To download the data with git-annex, the following dependencies are necessary: git, git-annex. Then, run the commands

# clone the repository, without the data files
git clone https://gin.g-node.org/gallantlab/shortclips
cd shortclips
# download one file (e.g. features/wordnet.hdf)
git annex get features/wordnet.hdf --from wasabi
# download all files 
git annex get . --from wasabi

To maximize the download speed, two remotes are available to download the data. The first remote is GIN (--from origin), but the bandwidth might be limited. The second remote is Wasabi (--from wasabi), with a larger bandwidth.

A basic example script is available in example.py. For more utilities and example of analysis, see the dedicated voxelwise tutorials.

How to get help

The recommended way to ask questions is in the issue tracker on the GitHub page https://github.com/gallantlab/voxelwise_tutorials/issues.

Data files organization

features/                    → feature spaces used for voxelwise modeling
    motion_energy.hdf        → visual motion energy, as described in [2]
    wordnet.hdf              → visual semantic labels, as described in [1]
mappers/                     → plotting mappers for each subject
    S01_mapper.hdf
    ...
    S05_mapper.hdf
responses/                   → functional responses for each subject
    S01_responses.hdf
    ...
    S05_responses.hdf
stimuli/                     → natural movie stimuli, for each fMRI run
    test.hdf
    train_00.hdf
    ...
    train_11.hdf
utils/
    wordnet_categories.txt   → names of the wordnet labels
    wordnet_graph.dot        → wordnet graph to plot as in [1]
example.py                   → Python example to load and plot the data

Data format

All files are hdf5 files, with multiple arrays stored inside. The names, shapes, and descriptions of each array are listed below.
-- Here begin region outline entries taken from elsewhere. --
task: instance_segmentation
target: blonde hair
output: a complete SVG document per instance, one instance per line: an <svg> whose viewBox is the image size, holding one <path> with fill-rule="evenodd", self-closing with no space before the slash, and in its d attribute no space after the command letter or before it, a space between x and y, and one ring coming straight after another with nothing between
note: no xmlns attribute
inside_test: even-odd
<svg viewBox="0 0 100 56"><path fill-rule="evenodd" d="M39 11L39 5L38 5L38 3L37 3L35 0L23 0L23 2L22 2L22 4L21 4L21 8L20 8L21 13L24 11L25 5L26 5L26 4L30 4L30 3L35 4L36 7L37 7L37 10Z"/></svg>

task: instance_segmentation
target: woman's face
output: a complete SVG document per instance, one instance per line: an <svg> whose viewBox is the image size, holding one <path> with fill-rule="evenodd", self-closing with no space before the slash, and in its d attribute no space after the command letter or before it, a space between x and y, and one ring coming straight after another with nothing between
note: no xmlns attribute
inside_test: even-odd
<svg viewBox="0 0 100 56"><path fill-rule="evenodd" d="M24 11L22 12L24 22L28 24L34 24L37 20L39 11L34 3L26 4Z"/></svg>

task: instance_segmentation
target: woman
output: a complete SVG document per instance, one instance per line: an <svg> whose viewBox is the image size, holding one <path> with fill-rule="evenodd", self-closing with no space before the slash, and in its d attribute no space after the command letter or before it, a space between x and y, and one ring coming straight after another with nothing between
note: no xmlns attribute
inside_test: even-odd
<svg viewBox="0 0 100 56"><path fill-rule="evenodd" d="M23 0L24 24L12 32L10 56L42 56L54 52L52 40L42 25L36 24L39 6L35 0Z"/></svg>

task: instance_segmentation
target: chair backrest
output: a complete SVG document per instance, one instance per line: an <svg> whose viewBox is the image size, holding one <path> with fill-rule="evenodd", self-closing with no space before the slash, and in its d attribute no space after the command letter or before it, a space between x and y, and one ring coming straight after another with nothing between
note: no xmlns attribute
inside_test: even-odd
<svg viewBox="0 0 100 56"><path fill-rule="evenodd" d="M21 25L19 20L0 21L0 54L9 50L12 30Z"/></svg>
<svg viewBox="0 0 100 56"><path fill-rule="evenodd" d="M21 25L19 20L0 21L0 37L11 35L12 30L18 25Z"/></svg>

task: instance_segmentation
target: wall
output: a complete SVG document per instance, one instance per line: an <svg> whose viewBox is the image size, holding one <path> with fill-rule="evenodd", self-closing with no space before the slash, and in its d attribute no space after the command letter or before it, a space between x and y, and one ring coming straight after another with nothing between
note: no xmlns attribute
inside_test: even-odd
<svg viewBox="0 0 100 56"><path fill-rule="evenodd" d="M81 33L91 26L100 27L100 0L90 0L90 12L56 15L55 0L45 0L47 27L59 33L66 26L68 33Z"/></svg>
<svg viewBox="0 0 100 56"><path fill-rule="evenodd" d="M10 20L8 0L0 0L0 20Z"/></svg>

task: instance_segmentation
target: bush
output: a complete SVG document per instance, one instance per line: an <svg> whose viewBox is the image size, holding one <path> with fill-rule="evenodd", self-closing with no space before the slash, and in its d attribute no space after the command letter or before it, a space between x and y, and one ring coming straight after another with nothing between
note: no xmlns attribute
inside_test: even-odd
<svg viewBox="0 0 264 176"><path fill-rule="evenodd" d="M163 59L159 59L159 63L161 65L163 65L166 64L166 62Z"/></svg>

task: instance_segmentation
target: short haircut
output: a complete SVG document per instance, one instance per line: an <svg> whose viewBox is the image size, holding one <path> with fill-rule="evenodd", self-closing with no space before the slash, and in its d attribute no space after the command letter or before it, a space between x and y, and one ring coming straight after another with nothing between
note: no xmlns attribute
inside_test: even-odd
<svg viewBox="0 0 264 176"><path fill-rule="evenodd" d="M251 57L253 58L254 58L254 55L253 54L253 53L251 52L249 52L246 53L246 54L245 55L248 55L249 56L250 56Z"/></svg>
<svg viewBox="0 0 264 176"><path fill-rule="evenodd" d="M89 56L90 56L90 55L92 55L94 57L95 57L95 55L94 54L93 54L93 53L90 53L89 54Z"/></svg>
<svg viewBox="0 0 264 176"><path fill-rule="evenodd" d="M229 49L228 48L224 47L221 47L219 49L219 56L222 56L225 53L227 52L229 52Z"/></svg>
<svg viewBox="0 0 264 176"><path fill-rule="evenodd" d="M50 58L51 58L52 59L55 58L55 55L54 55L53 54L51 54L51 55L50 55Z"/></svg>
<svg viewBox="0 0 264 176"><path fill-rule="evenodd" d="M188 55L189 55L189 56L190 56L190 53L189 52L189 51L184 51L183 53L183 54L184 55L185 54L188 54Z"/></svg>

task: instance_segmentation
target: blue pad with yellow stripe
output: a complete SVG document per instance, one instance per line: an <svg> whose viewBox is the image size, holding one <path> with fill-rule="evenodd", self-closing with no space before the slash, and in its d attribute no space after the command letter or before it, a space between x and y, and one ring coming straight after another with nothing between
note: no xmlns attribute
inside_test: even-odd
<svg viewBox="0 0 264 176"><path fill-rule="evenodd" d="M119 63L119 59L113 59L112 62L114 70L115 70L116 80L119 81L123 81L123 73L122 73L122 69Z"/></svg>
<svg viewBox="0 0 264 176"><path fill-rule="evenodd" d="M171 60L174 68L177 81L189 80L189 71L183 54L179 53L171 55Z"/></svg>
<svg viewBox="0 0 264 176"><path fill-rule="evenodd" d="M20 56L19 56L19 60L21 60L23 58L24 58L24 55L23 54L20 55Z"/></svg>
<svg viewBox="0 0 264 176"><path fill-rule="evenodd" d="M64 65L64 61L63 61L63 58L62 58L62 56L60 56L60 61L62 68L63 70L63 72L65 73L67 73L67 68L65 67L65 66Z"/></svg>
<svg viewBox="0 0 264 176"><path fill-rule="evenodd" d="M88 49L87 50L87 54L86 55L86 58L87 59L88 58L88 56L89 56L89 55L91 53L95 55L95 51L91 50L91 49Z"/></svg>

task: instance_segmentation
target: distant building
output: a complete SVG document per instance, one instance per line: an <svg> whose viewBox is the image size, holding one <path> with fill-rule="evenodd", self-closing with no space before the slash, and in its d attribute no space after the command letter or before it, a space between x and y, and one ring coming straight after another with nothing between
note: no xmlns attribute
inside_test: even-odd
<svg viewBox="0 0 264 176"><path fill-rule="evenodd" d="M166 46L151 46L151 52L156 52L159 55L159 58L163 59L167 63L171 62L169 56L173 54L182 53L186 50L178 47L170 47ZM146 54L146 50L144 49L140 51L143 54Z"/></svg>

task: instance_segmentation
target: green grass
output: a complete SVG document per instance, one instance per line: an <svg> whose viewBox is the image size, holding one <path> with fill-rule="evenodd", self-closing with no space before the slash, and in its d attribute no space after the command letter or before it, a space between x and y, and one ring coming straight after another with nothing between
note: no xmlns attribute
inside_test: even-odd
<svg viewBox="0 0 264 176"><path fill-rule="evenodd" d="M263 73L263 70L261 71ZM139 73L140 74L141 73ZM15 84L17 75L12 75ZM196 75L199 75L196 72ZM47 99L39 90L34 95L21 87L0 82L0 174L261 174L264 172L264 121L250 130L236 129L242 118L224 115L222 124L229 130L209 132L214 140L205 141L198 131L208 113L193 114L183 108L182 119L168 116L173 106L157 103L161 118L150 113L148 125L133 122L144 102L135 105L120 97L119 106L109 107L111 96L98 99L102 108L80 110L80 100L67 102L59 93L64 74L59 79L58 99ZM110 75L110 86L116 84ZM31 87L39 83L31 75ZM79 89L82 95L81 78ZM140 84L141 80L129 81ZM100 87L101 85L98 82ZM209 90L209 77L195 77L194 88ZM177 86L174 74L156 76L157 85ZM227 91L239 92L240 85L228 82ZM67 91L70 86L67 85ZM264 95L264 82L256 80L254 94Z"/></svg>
Each file in `features` contains:
    X_train: array of shape (3600, n_features)
        Training features.
    X_test: array of shape (270, n_features)
        Testing features.
    run_onsets: array of shape (12, )
        Indices of each run onset.
where (n_features = 6555) for `motion_energy.hdf`
and (n_features = 1705) for `wordnet.hdf`.

Each file in `mappers` contains:
    voxel_to_flatmap: CSR sparse array of shape (n_pixels, n_voxels)
        Mapper from voxels to flatmap image. The sparse array is stored with
        four dense arrays: (data, indices, indptr, shape).
    voxel_to_fsaverage: CSR sparse array of shape (n_vertices, n_voxels)
        Mapper from voxels to FreeSurfer surface. The sparse array is stored
        with four dense arrays: (data, indices, indptr, shape).
    flatmap_mask: array of shape (width, height)
        Pixels of the flatmap image associated with a voxel.
    flatmap_rois: array of shape (width, height, 4)
        Transparent image with annotated ROIs (for subjects S01, S02, and S03).
    flatmap_curvature: array of shape (width, height)
        Transparent image with binarized curvature to locate sulci/gyri.
    roi_mask_xxx: array of shape (n_voxels, )
        Mask indicating which voxels are in the ROI `xxx`.
        ROI list is different on each subject. SO4 and S05 have no ROIs.

Each file in `responses` contains:
    Y_train: array of shape (3600, n_voxels)
        Training responses.
    Y_test: array of shape (270, n_voxels)
        Testing responses.
    run_onsets: array of shape (12, )
        Indices of each run onset.

Each file in `stimuli` contains:
    stimuli: array of shape (n_images, 512, 512, 3)
        Each training run contains 9000 images total.
        The test run contains 8100 images total.